There was barely a wind; the only movement was an occasional fluttering up of very fine, very hard flakes that actually sparkled in the air and on the hardened snow crust. The road conditions were perfect and there was not a car in sight or earshot. In fact, it was so quiet and peaceful that we would be able to hear the soft brush of the sled’s gliders and the drag of our braking boot as we sped down the hill, diverting off into a snow bank at the end. Occasionally we could hear a muffled shout of joyous completion!
Only two other sledders had gathered so far, Jenny Stormack and her younger brother, Stefan.

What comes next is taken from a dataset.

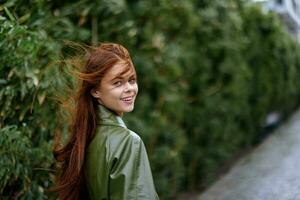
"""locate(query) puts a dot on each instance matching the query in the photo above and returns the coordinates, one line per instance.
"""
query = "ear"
(95, 93)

Jenny was a classmate of mine from Most Holy Name of Jesus Elementary School. We were about twelve years old; Stefan was about nine. My twin brother had not yet emerged from the house. Perhaps he was engaged in homework or a scout project or his insect collection or his rock and mineral collection or a science experiment, or whatever. He could easily lose himself in any number of solitary projects, but I suspected that he would eventually join the sledders this night too.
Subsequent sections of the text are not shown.